Кроме этой рукописи Олег взял пару моих рассказов, которые тоже не ко двору советской цензуре. Собственноручно подписал псевдонимом «Аркадьев Николай». И я стал ждать. Полгода — Олег молчит. На вопросы уклончиво: «Некогда», «Жду человека», «Пока никак». И так год. А человек он опальный, деятельный и, когда я узнал, что рукописи все это время лежат без движения в шкафу его квартиры, то забрал папку. Пусть лучше хранятся у меня, чем у него, где они в любой момент могут быть изъяты. Примерно через месяц, в конце 1979 года, от него новое предложение — самиздат. «Уже договорился — пойдет». Я не знал тогда, что самиздат публикуется за границей. Думал: десяток-другой машинописных экземпляров. Пользы не больше, чем от моих четырех, а сидеть не за понюх не хотелось. В самиздат я отказался.

И зря. Кто бы мог подумать, что через девять месяцев, когда я о публикации и думать забыл, меня обвинят в распространении?

Вошел куда-то отлучавшийся Круглоголовый. Бросил на стол экземпляр: «Злобная клевета». Очевидно, заключение их экспертизы. Но формально меня пока допрашивали как свидетеля, по какому-то неизвестному еще делу, хотя ни одним вопросом следователь его не касался. Я свидетельствовал о себе и своих рукописях. Не считал нужным что-либо говорить о других. А как раз они-то, другие больше всего интересовали следователя Боровика: «Кому давал?» Особенно Олег — все о нем. Вопрос — ответ, из пустого — в порожнее. Долго толкли воду. Надоело до чертиков. Куда делась личина строго-усатого, но спокойного внимания, когда я говорил о себе. Теперь Боровик изводил и меня и себя. Он давно перестал разыгрывать книжных героев Агаты Кристи и Сименона. Трубка его не дымилась. (Обычно он то и дело совал в рот и вынимал трубку, все время казалось, что это какой-то лишний предмет и, выходя, он курит тайком сигареты). Боровик то капризно брюзжал, то так сверкал глазками — вот-вот даст по зубам. И чего он так нервничает? Подавай ему все сразу или он тебя съест. И вдруг лопнул. Обмяк. Глянул на меня как на пустое место. С видом глубокого безразличия следователь собрал бумаги и покинул комнату.

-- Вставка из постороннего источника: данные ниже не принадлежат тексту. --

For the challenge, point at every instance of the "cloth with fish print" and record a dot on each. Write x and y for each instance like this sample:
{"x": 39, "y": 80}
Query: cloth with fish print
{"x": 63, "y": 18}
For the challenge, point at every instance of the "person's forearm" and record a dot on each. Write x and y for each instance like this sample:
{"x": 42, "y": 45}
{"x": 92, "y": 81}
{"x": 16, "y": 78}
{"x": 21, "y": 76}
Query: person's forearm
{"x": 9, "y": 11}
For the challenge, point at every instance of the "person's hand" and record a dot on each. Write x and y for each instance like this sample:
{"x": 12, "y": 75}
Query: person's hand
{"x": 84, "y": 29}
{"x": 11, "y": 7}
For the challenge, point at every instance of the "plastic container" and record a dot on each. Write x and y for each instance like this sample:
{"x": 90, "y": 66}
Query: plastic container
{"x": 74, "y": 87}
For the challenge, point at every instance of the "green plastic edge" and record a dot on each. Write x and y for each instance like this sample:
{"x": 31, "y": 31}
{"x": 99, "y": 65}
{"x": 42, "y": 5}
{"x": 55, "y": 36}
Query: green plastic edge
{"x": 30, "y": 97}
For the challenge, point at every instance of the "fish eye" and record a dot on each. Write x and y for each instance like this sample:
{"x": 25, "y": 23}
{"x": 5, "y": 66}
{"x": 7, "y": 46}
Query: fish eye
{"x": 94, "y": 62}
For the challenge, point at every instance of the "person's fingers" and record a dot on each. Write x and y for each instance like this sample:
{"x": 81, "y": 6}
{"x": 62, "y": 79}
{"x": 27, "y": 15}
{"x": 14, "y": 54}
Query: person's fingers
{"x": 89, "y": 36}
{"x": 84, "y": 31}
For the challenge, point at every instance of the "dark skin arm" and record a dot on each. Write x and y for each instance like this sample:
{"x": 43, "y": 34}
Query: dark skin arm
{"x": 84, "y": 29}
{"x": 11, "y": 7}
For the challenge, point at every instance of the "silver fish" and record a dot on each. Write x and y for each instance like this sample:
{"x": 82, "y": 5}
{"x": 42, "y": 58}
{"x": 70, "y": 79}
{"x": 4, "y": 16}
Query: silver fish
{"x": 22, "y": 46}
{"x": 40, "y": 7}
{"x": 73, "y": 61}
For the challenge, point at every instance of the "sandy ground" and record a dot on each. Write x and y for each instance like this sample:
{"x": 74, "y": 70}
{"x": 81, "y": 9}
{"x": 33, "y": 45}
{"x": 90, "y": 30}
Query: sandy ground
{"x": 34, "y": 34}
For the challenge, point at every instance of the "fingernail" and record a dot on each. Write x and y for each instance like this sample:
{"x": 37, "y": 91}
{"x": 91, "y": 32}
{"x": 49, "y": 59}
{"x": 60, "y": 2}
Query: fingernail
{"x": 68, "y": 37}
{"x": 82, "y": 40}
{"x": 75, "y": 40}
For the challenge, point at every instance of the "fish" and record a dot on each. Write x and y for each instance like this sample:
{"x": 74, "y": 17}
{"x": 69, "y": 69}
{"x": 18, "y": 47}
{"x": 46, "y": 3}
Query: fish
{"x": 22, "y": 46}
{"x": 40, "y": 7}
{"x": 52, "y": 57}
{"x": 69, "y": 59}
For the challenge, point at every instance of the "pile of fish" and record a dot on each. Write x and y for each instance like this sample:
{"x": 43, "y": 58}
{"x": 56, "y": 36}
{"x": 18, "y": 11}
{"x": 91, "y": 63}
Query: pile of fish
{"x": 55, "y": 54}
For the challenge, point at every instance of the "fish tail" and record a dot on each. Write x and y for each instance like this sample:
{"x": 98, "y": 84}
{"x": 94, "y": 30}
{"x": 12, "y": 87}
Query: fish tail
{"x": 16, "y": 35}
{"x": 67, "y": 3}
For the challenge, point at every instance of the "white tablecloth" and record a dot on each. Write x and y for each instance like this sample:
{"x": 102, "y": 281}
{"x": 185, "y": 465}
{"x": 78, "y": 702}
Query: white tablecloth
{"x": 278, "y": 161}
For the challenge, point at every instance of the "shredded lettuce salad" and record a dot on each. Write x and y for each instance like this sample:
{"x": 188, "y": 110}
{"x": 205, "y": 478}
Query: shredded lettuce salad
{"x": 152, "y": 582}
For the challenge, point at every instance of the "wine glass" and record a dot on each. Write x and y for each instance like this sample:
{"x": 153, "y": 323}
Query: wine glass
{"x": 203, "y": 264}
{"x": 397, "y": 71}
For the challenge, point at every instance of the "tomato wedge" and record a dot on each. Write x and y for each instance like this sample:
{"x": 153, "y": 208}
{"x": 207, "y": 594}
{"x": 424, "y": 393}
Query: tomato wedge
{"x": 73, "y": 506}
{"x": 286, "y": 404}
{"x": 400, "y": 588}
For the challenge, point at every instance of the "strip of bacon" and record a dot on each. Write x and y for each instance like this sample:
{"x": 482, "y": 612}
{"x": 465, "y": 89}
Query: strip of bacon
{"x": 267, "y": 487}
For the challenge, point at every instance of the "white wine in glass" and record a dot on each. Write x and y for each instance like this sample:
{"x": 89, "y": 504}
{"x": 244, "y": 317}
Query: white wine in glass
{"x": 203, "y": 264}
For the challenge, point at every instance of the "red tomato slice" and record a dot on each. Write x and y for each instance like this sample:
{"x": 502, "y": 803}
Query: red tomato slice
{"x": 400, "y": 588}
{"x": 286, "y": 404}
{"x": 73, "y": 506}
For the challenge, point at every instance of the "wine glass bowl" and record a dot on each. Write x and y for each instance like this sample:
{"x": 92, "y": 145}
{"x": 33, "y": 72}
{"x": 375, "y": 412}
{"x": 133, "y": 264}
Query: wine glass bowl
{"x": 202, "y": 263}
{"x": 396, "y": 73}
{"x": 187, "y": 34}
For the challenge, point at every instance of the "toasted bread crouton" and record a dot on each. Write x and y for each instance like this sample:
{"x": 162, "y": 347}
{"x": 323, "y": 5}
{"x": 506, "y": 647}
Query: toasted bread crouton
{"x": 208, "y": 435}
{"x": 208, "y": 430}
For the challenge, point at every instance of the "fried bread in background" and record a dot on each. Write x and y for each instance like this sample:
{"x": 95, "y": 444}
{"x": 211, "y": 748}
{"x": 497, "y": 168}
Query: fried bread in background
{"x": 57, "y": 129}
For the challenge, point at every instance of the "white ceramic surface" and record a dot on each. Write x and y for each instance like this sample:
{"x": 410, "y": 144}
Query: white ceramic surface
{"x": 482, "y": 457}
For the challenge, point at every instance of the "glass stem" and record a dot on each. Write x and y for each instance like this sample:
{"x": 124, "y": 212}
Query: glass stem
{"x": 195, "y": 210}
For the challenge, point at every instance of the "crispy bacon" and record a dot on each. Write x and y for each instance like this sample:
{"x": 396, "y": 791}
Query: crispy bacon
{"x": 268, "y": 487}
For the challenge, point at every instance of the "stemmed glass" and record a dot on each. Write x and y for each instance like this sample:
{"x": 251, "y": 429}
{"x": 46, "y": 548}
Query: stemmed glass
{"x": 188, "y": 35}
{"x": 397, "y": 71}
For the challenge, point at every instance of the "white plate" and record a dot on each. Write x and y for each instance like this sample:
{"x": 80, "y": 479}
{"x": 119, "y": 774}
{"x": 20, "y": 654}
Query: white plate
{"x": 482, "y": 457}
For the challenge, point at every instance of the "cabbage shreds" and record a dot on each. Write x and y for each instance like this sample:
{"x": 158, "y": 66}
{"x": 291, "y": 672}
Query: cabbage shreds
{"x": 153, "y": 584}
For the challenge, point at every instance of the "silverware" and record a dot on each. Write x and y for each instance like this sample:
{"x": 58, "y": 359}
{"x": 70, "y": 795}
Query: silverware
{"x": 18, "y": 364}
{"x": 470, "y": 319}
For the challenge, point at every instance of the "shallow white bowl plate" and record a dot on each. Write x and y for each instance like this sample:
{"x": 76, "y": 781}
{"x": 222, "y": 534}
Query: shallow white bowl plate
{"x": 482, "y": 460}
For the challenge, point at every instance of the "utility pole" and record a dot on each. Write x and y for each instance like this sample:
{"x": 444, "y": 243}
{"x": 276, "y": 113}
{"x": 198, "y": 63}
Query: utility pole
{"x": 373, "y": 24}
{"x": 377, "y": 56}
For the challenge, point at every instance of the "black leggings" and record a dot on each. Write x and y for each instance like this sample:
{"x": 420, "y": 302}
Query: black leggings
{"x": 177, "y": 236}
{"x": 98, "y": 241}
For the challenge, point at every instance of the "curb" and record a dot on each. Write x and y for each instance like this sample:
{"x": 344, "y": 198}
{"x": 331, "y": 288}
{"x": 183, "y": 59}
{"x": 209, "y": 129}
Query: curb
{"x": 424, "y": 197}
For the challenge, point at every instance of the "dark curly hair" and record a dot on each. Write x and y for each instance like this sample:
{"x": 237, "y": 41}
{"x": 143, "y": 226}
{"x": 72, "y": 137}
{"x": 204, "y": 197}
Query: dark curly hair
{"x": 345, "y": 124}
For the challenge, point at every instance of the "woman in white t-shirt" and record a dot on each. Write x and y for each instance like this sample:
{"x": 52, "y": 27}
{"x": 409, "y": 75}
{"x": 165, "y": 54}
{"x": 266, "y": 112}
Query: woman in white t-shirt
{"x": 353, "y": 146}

Остались Круглоголовый и рослый парень с пустыми, скучающе-грустными глазами и густой волнистой шевелюрой. Сидели молча и долго. Иногда кто-то из них выходил, чаще Круглоголовый, но другой неотлучно со мной. Клонилось к вечеру. Наверняка они все пообедали, меня не пускают: «С разрешения следователя». Спросить трудно или следователь не разрешает? Молчат. Вдруг в окне Наташа Попова. Гуляет во дворе, понурив голову. Значит, Боровик не обманул; Олег где-то здесь. Как же Крым — вернулись? Вызвали? Не свожу глаз с Наташи, увидит ли она меня? Взгляд скользит иногда в мою сторону, но на окне не останавливается. Решетка, дым, сумрак в комнате — ничего со двора не видно. Мне бы постучать в стекло, да разве позволят. И вот уже нет Наташи. Совсем тоскливо. И чего жду: выйду, не выйду?